Currently, the biggest conversation and debate going on in France for members of the LGBT community is the question of adoption. As of now, adoption by same-sex couples is illegal in France. A single individual may adopt a child, but many members of the gay community feel that even as a single gay person they are discriminated against in the adoption process. Earlier this year, a film came out -- wide-release, not independent-- called “Comme les Autres” (Like the Others), featuring the story of a gay French man who ends his relationship with his partner and embarks on a frustrating though somewhat comical journey alone towards becoming a parent. It was an excellent film and there was some debate in French newspapers around the week of its release over whether the film was simply a story or if it was trying to make a political statement. I saw the film myself the week it came out --ha, no pun intended-- and, in my opinion, it was without a doubt making a political statement.

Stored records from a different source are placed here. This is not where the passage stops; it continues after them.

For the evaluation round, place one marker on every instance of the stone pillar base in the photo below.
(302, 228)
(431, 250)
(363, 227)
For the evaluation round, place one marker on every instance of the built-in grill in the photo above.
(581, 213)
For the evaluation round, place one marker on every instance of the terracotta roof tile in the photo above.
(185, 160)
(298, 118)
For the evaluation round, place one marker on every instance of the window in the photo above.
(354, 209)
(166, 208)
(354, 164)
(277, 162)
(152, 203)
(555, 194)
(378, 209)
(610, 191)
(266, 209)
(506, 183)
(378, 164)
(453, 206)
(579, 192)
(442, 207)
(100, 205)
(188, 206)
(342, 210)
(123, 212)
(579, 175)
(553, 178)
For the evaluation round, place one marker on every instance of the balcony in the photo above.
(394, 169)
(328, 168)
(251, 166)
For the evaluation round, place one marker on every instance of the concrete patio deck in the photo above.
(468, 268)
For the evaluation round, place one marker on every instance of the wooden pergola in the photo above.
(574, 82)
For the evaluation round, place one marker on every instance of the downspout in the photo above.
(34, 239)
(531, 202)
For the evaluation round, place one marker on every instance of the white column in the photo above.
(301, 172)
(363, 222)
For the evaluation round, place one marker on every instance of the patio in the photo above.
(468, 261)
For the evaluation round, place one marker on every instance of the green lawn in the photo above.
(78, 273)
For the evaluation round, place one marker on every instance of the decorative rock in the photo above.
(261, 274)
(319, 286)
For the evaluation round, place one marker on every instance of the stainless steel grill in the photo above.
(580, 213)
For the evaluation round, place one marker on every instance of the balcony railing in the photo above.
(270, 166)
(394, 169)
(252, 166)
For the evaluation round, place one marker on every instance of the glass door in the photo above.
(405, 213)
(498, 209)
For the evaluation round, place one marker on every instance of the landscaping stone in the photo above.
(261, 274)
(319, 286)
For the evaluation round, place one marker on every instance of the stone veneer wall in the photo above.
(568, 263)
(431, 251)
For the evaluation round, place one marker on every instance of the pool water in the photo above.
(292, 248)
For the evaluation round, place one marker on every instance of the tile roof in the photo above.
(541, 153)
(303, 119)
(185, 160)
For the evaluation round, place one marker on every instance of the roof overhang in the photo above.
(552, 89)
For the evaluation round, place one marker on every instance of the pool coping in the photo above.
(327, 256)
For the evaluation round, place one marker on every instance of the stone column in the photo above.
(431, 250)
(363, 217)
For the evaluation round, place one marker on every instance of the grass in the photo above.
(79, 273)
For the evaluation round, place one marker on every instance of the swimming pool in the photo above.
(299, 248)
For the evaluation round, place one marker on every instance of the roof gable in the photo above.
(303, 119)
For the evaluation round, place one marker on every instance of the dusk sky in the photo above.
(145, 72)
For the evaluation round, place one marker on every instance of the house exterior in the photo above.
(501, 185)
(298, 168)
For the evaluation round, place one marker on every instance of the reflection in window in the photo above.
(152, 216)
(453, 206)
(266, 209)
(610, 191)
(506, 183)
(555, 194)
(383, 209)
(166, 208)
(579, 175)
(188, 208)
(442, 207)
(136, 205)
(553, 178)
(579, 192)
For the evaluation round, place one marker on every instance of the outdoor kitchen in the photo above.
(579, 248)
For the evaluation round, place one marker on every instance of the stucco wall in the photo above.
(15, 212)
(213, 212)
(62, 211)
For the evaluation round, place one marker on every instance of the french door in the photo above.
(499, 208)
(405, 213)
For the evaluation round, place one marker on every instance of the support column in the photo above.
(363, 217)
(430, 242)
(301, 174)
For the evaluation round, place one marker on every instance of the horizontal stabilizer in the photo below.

Both gay marriage and gay adoption are strongly opposed by the current President of France, Nicolas Sarkozy -- who is lucky enough to be married to the absolutely stunning, drop-dead gorgeous French singer and former model, Carla Bruni -- a fact that is both frustrating and discouraging to the LGBT community in France who often feel they have few influential allies. When asked about political leaders who are in favor of gay rights or who are gay themselves, MacArthur immediately brought up the name of the mayor of Paris, Bertrand Delanoë, who is openly gay.

Delanoë is one of the first well-known politicians in France to “come out,” which he did publicly in 1998, three years before being elected mayor of Paris. Other than publicly coming out though, Delanoë is not active in the LGBT community. MacArthur mentioned that he has participated in the Gay Pride Parade -- which, like in LA and New York and many other US cities, is a huge event in Paris -- but that in general he does not speak about the topic or get involved in LGBT political issues.

We put a lot of pressure on our gay politicians and gay celebrities to come out and act as role models for the gay community in the United States. In France, sexuality -- straight or gay -- is considered much more private and is simply not talked about or gossiped about in the same way. MacArthur and I tossed around the idea of which cultural attitude is better for the community, and we really couldn’t decide.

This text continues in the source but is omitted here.